In this project, you'll use your new skills working with selections and cursors to process some data from a "raw" format into a more specialized dataset for a specific mapping purpose. The data from this exercise was retrieved from the National Hockey League's undocumented statistics API.
Download the data for this project
Background
In this exercise, suppose you are a data analyst for an NHL franchise. In preparation for the league draft, the team general manager has asked you to make it possible for him to retrieve all current players born in a particular country (say, Sweden) broken down by position. Your predecessor passed along to you a rosters geodatabase, but unfortunately the player birth countries are not included in the attributes. You do have a feature class of world country boundaries, though...
Task
Write a script that makes a separate feature class for each of the three forward positions (center, right wing, and left wing) within the boundary of Sweden. Write this script so that the user can change the country or list of positions simply by editing a couple of lines of code at the top of the script.
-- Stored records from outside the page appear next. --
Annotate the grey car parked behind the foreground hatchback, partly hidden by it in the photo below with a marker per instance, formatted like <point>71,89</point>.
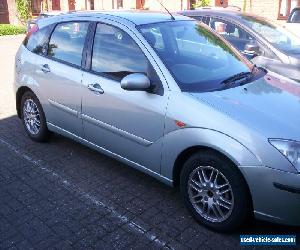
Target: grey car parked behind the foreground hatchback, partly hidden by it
<point>265,43</point>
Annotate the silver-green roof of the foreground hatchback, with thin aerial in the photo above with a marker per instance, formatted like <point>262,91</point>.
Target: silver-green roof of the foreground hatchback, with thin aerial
<point>131,17</point>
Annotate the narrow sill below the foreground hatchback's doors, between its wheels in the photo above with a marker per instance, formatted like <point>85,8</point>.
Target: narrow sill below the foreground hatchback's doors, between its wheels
<point>126,161</point>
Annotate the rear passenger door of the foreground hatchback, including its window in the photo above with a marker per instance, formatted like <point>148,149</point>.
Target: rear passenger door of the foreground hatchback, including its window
<point>62,76</point>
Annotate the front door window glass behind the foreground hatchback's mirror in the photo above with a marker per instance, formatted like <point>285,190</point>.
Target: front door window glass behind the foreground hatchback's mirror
<point>115,53</point>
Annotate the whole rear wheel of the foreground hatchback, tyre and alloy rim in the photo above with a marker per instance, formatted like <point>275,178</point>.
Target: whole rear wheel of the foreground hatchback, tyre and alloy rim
<point>33,117</point>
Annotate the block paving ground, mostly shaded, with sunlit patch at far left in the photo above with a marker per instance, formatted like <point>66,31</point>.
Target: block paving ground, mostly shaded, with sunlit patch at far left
<point>62,195</point>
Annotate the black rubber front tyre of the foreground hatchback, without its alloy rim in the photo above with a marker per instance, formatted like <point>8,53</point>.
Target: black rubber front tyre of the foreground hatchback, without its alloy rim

In browsing the attribute table, you'll note that player heights and weights are stored in imperial units (feet & inches and pounds). As part of this extraction task, to simplify comparisons against scouting reports written using metric units, you should also add two new numeric fields to the attribute table -- to the new feature classes only, not the original -- to hold height and weight values in centimeters and kilograms. For every record, populate these fields with values based on the following formulas:
height_cm = height (in inches) * 2.54
weight_kg = weight (in pounds) * 0.453592
Your result should look something like the figure below if viewed in Pro. The custom symbolization and labels are not required to be part of your script.

Figure 3.5 Example output from Project 3, viewed in Pro.
The above requirements are sufficient for receiving 95% of the credit on this assignment. The remaining 5% is reserved for "Over and above" efforts, such as making a script tool, or extending the script to handle multiple target countries, other combinations of fields and queries, etc. For these over and above efforts, we prefer that you submit two copies of the script: one with the basic functionality and one with the extended functionality. This will make it more likely that you'll receive the base credit if something fails with your over and above coding.
Deliverables
Deliverables for this project are as follows:
- the source .py file containing your script
- a detailed written narrative that explains in plain English what the various lines of your script do. In this document, we will be looking for you to demonstrate that you understand how the code you're submitting works. You may find it useful to emulate the practice exercise solution explanations. Alternatively, you may record a video in which you walk the grader through your solution beginning to end.
- a short writeup (about 300 words) describing how you approached the project, how you successfully dealt with any roadblocks, and what you learned along the way. You should include which requirements you met, or failed to meet. If you added some of the "over and above" efforts, please point these out, so the grader can look for them.
You do not have to create a script tool for this assignment; you can hard-code the initial parameters. Nevertheless, consider what might be done to make the script easier to run with different parameter values.
Once you get everything working, creating a script tool is a good way to achieve the "over and above" credit for this assignment. If you do this, then please zip all supporting files before placing them in the drop box.
Notes about the data
Take a look at the provided datasets in Pro, particularly the attribute tables. The geodatabase includes rosters for multiple years; please utilize the data for the most recent season. The rosters feature class contains a field called "position" that provides the values you need to examine (RW = Right Wing, LW = Left Wing, C = Center, D = Defenseman, G = Goaltender). As mentioned, you've been asked to extract the forward positions (RW, LW, and C) to new feature classes, but you want to write a script that's capable of handling some other combination of positions, too. There are several other fields that offer the potential for interesting queries as well, if you're looking for over and above ideas.
The Countries_WGS84 feature class has a field called "CNTRY_NAME". You can make an attribute selection on this field to select Sweden, then follow that up with a spatial selection to grab all the players that fall within this country. Finally, narrow down those players to just the ones that play the desired position.
Tips
Once you've selected Swedish players at the desired position, use the Copy Features tool to save the selected features into a new feature class, in the same fashion as in the practice exercises.
Take this project one step at a time. It's probably easiest to tackle the extraction-into-feature class portion first. Once you have all the new position feature classes created, go through them one by one, use the "Add Field" tool to add the "height_cm" and "weight_kg" fields, followed by an UpdateCursor to loop through all rows and populate these new fields with appropriate values.
It might be easiest to get the whole process working with a single position, then add the loop for all the positions later after you have finalized all the other script logic.
The height field is of type Text to allow for the ' and " characters. The string slicing notation covered earlier in the course can be used to obtain the feet and inches components of the player height. Use the inches to centimeters formula shown above to compute the height in metric units.
For the purposes of this exercise, don't worry about capturing points that fall barely outside the edge of the boundary (e.g., points in coastal cities that appear in the ocean). To capture all these in real life, you would just need to obtain a higher resolution boundary file. The code would be the same.
You should be able to complete this exercise in about 50 lines of code (including whitespace and comments). If your code gets much longer than this, you are probably missing an easier way.